The Rifter's Covenant Read online

Page 9


  He didn’t wait for an answer, but tabbed the holo again.

  The Panarch brought his hand from the dog’s head, and raised it, in an eerie echo of his last gesture aboard the escaping shuttle, the ring held toward the imager.

  “Brandon,” came the familiar light, serene voice, “my son. Crisis and destruction have brought you to my place—”

  At first the proleptic words fell on Jaim’s consciousness like a detonation, then he thought hazily: Of course it would be violence that would replace Semion with Brandon. This is old, maybe years old, and Gelasaar probably made one of these for each of his heirs, extrapolating likely circumstances that might bring each to power.

  “—and I will address that issue in a moment. For now, I wish to welcome you to the ranks of your ancestors. In annexed data you will be able to share their joys and sorrows, as well as assessments of their rules by their progeny and by others. But first, in the library of the Karelian Wing of the Residence you will find Jaspar Arkad’s Testamentary. This does not reside in the DataNet as must your new databank. Each of your forebears has viewed it from that same room, as have I, and I exhort you to do so without further loss of time.”

  A vivid image of the gardens at the Palace Minor on Arthelion replaced Gelasaar’s image in Jaim’s mind. The Dol’jharians had probably totally destroyed the place by now. As far as he knew, there was still no contact with any resistance on the Mandala.

  “. . . I assume that your brother Galen has refused the accession in your favor. I hope you will not see this as weakness on his part. Like your mother before him, Galen maintains that he does not perceive artificial political boundaries, which some may regard as the naïveté of the artist. I believe he does perceive them, but refuses to take them seriously. That is a luxury no ruler can afford, yet I hope by now you will have seen that there are times when the artist’s perception of the universe affords a kind of clarity of vision that political realities can cloud . . .”

  Gelasaar’s light blue eyes were pensive, fixed on infinity. The expression was twinned in his son’s denser blue gaze, the similarity between dead and living so striking it broke Jaim’s focus. He forced himself to listen.

  “. . . whether the violent overthrow of the existing order resulted from the war your brother dedicated his life to making ready for, or as a result of those very preparations, it makes your task more difficult. The exigencies of lawful government require that you find the perpetrators and examine them. I want you to remember another of the Jaspran Polarities, ‘A faith unfulfilled is loyalty’s pyre, for power can only compel, not inspire.’ To regain the faith of the Panarchy’s citizens you will have to establish your own faith in them . . .”

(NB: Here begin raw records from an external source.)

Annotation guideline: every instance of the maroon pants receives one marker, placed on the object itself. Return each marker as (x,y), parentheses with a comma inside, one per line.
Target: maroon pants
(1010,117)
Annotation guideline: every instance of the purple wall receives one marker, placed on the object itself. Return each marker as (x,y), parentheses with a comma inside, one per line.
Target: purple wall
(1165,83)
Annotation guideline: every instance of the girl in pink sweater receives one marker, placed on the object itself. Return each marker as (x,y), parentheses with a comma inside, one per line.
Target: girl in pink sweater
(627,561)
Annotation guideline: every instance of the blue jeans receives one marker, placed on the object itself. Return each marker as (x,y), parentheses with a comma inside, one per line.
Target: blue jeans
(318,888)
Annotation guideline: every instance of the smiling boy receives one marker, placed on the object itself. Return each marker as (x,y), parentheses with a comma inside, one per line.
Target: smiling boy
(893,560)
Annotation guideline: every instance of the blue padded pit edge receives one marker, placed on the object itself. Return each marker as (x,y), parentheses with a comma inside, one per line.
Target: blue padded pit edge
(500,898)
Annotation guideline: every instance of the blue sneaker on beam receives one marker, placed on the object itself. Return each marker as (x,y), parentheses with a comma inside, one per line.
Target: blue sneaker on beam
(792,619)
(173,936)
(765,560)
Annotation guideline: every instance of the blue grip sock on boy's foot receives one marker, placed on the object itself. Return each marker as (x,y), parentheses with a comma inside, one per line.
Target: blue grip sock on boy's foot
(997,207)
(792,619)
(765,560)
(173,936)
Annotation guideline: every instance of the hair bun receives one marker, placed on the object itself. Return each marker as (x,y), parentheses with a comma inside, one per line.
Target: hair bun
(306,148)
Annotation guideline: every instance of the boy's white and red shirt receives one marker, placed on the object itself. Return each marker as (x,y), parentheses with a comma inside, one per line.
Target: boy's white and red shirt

  He was talking about Semion, of course, Jaim thought. The Panarch had to know that Semion wanted to turn the Panarchy into a military dictatorship, but completely within the rules.

  “. . . our own communication has been minimal, but that is not because I lack faith in you. Quite the opposite, as I trust by now that you have perceived. But the time has come to prove it to you, by establishing a closer connection . . .”

  Brandon’s head lifted a fraction, his expression shuttered. Jaim’s breath hitched as the meaning of the last statement hit him somewhere behind the ribs: the Panarch must have updated the recording before Brandon’s Enkainion.

  Two thoughts occurred. First, this vid had been made shortly before Eusabian’s attack. Second, ‘The opposite?’

  It had to mean that the Panarch suspected Brandon might run.

  Jaim only heard a few words of the final exhortation, which were both personal and religious. Brandon sat still and unbreathing until Gelasaar’s image bowed, low and deep, as to a sovereign, and then Brandon surprised Jaim: he rose and bowed back to the image, a deep deliberate obeisance to the maximum degree.

  Then the console lens darkened, and the image disappeared. Brandon sank back into his chair and looked up at Jaim with an unsettling mixture of anger and grief. “Ought I to send a message to Eusabian thanking him for his interference?”

  Jaim said nothing, knowing now what he had sensed all along: that Brandon Arkad had wanted his father’s approval more than anything else. Jaim flashed vividly to that last communication between Gelasaar and Brandon, as the Panarch’s ship filled with smoke as the cruiser tried desperately to reach it in time.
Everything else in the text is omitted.